European Case Law Identifier: ECLI:AT:OGH0002:2022:0060OB00176.22H.0914.000
Rechtsgebiet: Zivilrecht
Spruch:
Der außerordentliche Revisionsrekurs wird mangels der Voraussetzungen des § 62 Abs 1 AußStrG zurückgewiesen (§ 71 Abs 3 AußStrG).
Begründung:
Rechtliche Beurteilung
[1] Der Antragsgegner und Vater zeigt in seinem Revisionsrekurs gegen die Bestätigung der Entscheidung über die Anordnung der Rückführung der beiden Kinder in die Slowakei keine Rechtsfrage der vom § 62 Abs 1 AußStrG geforderten Qualität auf:
[2] 1. Er wirft den Vorinstanzen vor, es sei seine Behauptung, die Mutter habe ihr Sorgerecht „tatsächlich“ nicht ausgeübt, unbeachtet geblieben. Eine derartige Behauptung wurde aber von ihm im Verfahren erster Instanz gar nicht aufgestellt. Den nun erstmals im Revisionsrekurs behaupteten – und damit gegen das Neuerungsverbot (RS0119918) verstoßenden – Umstand des Fehlens einer „tatsächlichen Ausübung“ des Sorgerechts durch die Mutter hat er im Rekurs darüber hinaus nicht geltend gemacht, womit dieser Punkt in dritter Instanz auch im Außerstreitverfahren nicht mehr geltend gemacht werden kann (6 Ob 238/21z; RS0043480 [T12]).
[3] Im Übrigen stellt sich diese unzulässige neue Behauptung als eine Schlussfolgerung aus der von ihm als mangelhaft eingestuften Qualität der (Ausübung der) Obsorge durch die Mutter dar, womit in Wahrheit (nur) die Art der Obsorgeausübung (etwa mit dem Vorwurf der Anwendung völlig inadäquater Erziehungsmethoden [Anschreien] oder der Nichteinhaltung orthopädischer Empfehlungen) in Kritik gezogen wird, aber (gerade) nicht deren Nichtausübung.

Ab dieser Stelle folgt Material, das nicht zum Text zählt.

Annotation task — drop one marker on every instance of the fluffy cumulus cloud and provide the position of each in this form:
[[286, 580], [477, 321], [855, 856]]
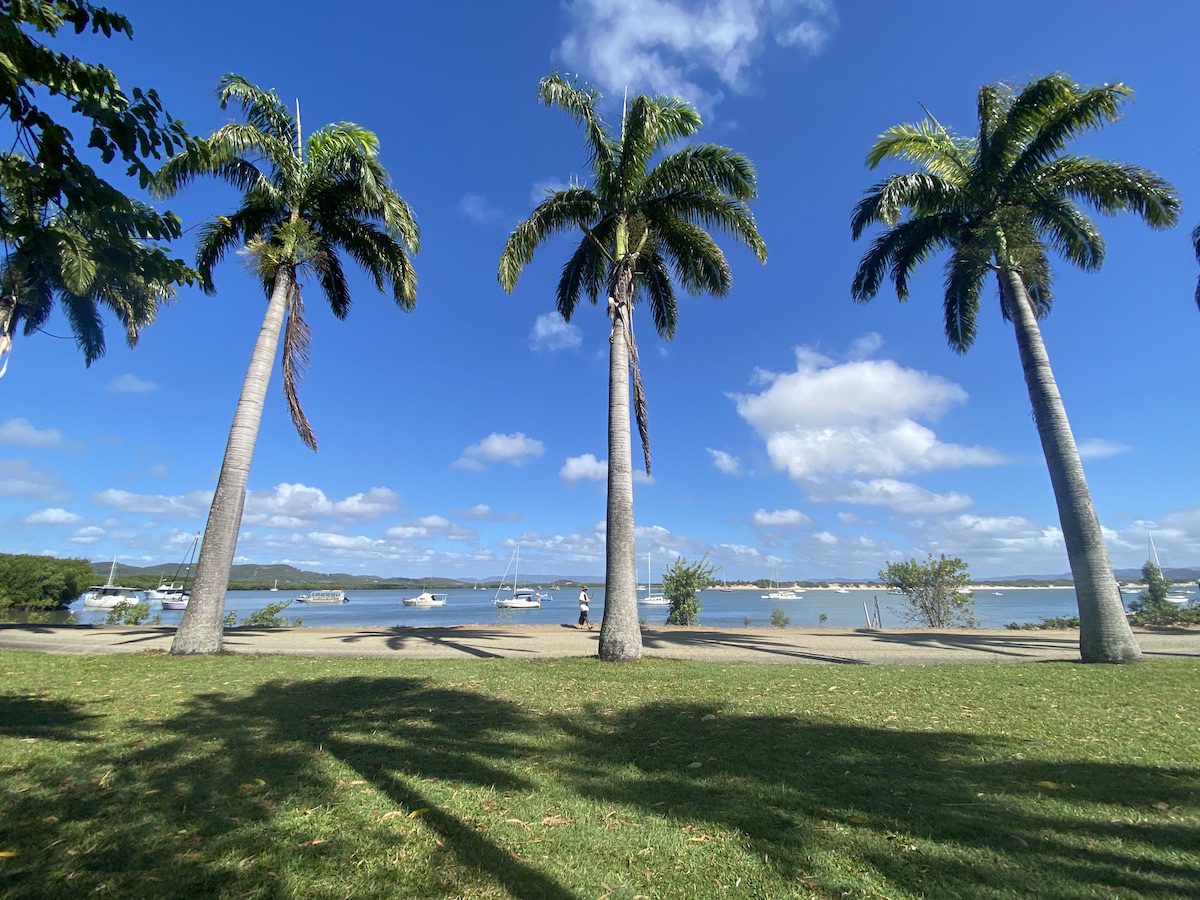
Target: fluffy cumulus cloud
[[189, 505], [21, 432], [725, 461], [1101, 449], [54, 515], [851, 430], [671, 46], [511, 449], [288, 505], [587, 467], [475, 208], [131, 384], [19, 479], [550, 333], [780, 519]]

[4] 2. Auch im vom Antragsgegner monierten Fehlen von Feststellungen, „inwiefern“ vor der Verbringung nach Wien ein gewöhnlicher Aufenthalt im Sinne der Art 3 HKÜ beider Kinder bei der Mutter in der Slowakei vorgelegen sei, kann keine erhebliche Rechtsfrage liegen, wobei schon die Behauptung, diese habe dazu kein Vorbringen erstattet, unrichtig ist. Die Antragstellerin hat in ihrem Antrag den (bei ihr in der Slowakei liegenden) gewöhnlichen Aufenthalt der Kinder vor dem Verbringen unter Angabe der Adresse angegeben, welcher als solcher vom Antragsgegner im erstinstanzlichen Verfahren unbestritten geblieben ist.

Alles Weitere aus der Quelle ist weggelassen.